Wednesday's HOT MIC

Wednesday's HOT MIC

Jamelle Bouie, writing in Slate about the retail apocalypse and why Trump doesn't care.


The Bureau of Labor Statistics doesn’t disaggregate this data by race and gender, but it’s likely that a large number of those nonwhite workers—if not a majority—are women too. By contrast, heavy manufacturing, industrial, and extraction work is overwhelmingly white and male. What’s more, it’s tied to a particular image of the standalone (and often unionized) worker who can provide for his family on one income. Americans have historically had an almost romantic attachment to the hard-hat worker, usually white, in a way that we don’t to any other profession.

Work is gendered and it is racialized. What work matters is often tied to who performs it. It is no accident that those professions dominated by white men tend to bring the most prestige, respect, and pay, while those dominated by women—and especially women of color—are often ignored, disdained, and undercompensated.
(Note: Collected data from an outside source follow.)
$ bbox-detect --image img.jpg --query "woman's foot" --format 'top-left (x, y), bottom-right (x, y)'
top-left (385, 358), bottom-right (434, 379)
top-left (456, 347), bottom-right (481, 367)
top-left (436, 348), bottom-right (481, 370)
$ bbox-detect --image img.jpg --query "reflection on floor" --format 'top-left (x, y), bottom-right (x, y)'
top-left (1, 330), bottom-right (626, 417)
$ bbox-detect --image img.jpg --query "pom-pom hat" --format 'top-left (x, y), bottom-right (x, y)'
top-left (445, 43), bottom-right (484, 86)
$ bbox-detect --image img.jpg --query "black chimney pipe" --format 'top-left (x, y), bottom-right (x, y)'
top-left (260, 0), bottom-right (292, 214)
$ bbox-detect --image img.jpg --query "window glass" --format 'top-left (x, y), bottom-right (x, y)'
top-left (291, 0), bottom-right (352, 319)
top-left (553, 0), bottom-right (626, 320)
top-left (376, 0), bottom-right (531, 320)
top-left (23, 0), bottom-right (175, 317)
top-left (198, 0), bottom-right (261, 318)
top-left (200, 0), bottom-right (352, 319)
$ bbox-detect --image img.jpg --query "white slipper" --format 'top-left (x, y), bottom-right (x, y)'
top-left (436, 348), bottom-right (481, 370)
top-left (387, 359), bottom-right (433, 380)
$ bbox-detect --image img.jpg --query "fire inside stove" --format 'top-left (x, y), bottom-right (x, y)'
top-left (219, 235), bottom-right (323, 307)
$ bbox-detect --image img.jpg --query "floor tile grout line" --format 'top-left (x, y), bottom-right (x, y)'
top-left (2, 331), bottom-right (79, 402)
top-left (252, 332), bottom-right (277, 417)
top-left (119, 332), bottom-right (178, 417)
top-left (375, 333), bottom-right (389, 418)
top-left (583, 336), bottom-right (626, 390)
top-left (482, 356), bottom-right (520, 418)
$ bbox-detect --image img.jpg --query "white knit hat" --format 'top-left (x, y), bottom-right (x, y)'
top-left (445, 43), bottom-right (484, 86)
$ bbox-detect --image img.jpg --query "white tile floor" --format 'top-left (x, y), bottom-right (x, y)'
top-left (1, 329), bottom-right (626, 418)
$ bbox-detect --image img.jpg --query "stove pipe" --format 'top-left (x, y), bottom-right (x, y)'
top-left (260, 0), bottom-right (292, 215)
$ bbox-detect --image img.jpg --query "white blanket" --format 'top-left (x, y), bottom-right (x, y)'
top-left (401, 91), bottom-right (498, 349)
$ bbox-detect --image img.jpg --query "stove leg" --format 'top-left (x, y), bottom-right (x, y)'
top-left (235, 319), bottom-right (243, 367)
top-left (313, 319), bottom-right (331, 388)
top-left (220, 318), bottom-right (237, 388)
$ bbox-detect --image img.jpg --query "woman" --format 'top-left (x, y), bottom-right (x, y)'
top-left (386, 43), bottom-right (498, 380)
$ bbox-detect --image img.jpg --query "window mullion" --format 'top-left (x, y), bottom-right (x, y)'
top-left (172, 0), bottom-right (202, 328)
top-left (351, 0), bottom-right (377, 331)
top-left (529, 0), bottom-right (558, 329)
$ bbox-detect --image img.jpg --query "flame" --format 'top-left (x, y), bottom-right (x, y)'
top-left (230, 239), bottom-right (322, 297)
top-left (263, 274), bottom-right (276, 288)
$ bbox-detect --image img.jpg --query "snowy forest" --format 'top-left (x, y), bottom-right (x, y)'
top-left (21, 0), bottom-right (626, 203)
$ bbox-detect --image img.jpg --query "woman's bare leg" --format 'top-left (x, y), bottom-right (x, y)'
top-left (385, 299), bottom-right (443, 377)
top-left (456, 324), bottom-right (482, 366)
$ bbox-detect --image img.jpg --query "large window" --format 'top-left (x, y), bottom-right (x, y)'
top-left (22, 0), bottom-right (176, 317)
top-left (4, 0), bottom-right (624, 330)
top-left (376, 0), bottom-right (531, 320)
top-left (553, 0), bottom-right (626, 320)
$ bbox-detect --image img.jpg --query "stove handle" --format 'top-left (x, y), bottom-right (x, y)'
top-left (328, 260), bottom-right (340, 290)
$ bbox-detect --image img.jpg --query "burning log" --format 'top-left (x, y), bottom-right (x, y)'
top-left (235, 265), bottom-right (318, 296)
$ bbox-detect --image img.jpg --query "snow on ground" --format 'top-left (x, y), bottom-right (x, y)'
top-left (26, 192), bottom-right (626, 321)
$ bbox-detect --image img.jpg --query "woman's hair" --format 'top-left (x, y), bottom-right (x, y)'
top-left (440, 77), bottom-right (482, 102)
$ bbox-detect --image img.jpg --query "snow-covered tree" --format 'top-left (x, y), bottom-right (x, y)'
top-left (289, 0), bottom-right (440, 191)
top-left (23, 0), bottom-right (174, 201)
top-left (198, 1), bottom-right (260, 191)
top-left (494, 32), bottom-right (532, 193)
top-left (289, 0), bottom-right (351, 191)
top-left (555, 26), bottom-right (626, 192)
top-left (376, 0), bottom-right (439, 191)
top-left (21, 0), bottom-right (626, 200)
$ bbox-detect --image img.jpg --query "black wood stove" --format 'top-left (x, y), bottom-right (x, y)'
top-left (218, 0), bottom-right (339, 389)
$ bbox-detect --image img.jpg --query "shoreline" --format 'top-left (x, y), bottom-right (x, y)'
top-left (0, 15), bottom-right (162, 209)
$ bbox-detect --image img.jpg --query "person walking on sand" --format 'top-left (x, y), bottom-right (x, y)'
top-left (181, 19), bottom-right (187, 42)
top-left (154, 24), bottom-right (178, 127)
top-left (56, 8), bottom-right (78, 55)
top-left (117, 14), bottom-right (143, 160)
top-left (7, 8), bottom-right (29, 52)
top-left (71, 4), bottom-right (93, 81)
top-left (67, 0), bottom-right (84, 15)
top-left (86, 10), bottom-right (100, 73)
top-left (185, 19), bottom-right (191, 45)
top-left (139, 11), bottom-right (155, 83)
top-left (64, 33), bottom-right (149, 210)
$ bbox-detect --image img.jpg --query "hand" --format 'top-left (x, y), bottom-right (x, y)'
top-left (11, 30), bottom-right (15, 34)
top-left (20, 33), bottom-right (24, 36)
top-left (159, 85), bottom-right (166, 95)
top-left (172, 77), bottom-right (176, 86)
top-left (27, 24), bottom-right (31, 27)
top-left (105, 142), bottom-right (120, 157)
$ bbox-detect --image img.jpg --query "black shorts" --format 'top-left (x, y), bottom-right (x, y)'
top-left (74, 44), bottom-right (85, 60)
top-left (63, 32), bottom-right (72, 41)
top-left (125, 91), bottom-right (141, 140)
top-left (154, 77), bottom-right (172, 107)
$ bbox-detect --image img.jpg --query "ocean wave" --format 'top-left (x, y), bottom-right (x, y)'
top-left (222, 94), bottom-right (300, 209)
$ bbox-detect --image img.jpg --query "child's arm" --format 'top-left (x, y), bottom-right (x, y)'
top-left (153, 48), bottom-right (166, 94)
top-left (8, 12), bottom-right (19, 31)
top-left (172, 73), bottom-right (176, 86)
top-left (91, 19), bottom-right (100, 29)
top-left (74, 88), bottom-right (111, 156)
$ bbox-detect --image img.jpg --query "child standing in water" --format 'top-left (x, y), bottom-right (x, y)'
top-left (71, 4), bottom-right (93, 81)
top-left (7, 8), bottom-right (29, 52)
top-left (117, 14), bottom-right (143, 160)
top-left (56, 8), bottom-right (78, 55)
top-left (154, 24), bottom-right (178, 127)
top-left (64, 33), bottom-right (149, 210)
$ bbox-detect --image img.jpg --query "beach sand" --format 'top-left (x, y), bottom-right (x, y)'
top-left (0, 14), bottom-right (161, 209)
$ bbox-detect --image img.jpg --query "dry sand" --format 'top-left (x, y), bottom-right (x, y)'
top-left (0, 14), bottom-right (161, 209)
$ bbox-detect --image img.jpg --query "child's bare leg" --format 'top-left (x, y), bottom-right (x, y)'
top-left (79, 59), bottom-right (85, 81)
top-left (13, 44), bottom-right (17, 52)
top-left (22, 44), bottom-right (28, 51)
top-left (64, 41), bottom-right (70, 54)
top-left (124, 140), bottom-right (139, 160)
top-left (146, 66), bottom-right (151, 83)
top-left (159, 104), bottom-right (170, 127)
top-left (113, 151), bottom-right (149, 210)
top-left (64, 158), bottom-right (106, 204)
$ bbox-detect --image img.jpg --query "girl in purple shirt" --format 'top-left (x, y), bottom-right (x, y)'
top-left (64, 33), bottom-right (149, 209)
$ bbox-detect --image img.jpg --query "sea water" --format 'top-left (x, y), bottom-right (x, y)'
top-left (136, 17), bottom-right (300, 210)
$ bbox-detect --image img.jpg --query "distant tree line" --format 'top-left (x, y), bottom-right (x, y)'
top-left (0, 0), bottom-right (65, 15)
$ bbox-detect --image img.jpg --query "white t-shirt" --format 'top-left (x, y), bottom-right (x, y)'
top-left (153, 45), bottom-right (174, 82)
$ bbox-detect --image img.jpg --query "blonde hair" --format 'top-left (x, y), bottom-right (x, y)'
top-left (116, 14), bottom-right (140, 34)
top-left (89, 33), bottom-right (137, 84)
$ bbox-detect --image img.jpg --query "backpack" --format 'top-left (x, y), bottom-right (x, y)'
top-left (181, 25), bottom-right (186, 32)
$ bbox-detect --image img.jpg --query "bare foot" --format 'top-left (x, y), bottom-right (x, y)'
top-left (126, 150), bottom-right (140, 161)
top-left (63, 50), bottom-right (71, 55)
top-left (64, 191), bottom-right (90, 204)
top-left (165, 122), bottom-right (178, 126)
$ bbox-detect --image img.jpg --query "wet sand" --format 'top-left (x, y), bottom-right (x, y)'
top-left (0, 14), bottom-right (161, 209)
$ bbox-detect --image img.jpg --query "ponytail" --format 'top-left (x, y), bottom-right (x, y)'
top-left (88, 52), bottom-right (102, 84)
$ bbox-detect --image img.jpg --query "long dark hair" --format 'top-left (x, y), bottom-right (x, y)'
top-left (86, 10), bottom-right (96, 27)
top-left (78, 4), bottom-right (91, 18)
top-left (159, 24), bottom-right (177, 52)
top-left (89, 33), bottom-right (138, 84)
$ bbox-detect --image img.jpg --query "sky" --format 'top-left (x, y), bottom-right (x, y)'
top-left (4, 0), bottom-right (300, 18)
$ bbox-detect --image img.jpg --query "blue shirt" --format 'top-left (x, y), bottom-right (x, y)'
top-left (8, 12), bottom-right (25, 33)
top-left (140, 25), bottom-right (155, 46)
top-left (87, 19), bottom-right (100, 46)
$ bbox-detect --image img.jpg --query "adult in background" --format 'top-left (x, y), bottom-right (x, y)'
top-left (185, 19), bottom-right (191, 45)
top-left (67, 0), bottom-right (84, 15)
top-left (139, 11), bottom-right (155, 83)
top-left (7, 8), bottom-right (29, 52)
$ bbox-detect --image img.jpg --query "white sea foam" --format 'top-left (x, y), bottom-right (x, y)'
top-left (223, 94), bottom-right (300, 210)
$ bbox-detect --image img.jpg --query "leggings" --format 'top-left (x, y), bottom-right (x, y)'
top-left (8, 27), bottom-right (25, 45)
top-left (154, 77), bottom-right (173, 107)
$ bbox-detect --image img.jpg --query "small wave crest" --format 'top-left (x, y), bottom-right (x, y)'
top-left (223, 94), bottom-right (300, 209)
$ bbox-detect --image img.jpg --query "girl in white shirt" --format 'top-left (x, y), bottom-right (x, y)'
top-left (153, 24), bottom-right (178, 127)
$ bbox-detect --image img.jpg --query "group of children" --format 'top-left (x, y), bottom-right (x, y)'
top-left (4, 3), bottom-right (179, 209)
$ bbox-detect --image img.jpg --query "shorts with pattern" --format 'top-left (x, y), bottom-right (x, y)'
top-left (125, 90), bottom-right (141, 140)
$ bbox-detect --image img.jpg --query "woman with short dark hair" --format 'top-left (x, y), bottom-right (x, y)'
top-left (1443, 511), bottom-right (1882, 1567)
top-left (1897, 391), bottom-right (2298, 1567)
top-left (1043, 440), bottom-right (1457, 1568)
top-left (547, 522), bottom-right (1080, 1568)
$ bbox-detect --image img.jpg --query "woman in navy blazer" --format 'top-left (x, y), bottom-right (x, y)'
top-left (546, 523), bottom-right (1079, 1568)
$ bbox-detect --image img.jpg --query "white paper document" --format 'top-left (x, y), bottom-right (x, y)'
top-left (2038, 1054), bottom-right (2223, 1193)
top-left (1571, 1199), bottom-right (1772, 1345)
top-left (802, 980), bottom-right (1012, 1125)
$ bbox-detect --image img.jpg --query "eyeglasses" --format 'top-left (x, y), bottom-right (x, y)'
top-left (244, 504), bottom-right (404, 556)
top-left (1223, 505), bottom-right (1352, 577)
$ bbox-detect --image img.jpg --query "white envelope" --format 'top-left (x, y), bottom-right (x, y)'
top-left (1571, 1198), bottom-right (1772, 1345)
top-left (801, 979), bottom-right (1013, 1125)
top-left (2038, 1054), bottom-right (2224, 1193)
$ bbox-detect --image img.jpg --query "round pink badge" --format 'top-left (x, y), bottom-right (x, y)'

For all of the impersonal economic reasons for the decline of retail, for all the understandable reasons motivating political attention to manufacturing, it’s also the case that this is a story of race and gender. A story of who matters in our society; who deserves our collective concern. And if one thing is true in American history, it’s that white men have always been among those called “deserving,” with other groups struggling to attain that label and the respect it implies, and some—like black women—long stigmatized as inherently unworthy.

Really, Jamelle? What is it exactly that you expect Washington to do about the fact that people don't want to get in their cars, wrestle with traffic, find a parking place, and then walk a mile and a half to buy a pair of shoes?

Is racism the reason that Washington refuses to shut down the internet?

One imagines that if Bouie were writing during the first quarter of the 20th century, he would demand that Washington "do something" about disappearing jobs for blacksmiths, wheelwrights, coopers, candle makers, and buggy whip manufacturers.

Of course, if Washington had intervened, we'd still be shoveling horse crap off the streets.

The notion that Washington isn't doing anything about the death of retail has absolutely nothing to do with what color or gender the workers are. It is the simple truth that nothing is to be done to resuscitate a dying brick and mortar retail industry short of making it illegal to sell stuff on the net.

Auto mechanics replaced blacksmiths, electricians replaced candle makers. New industries arose that employed those wheelwrights and coopers who were thrown out of work.

Bouie apparently never heard of "creative destruction."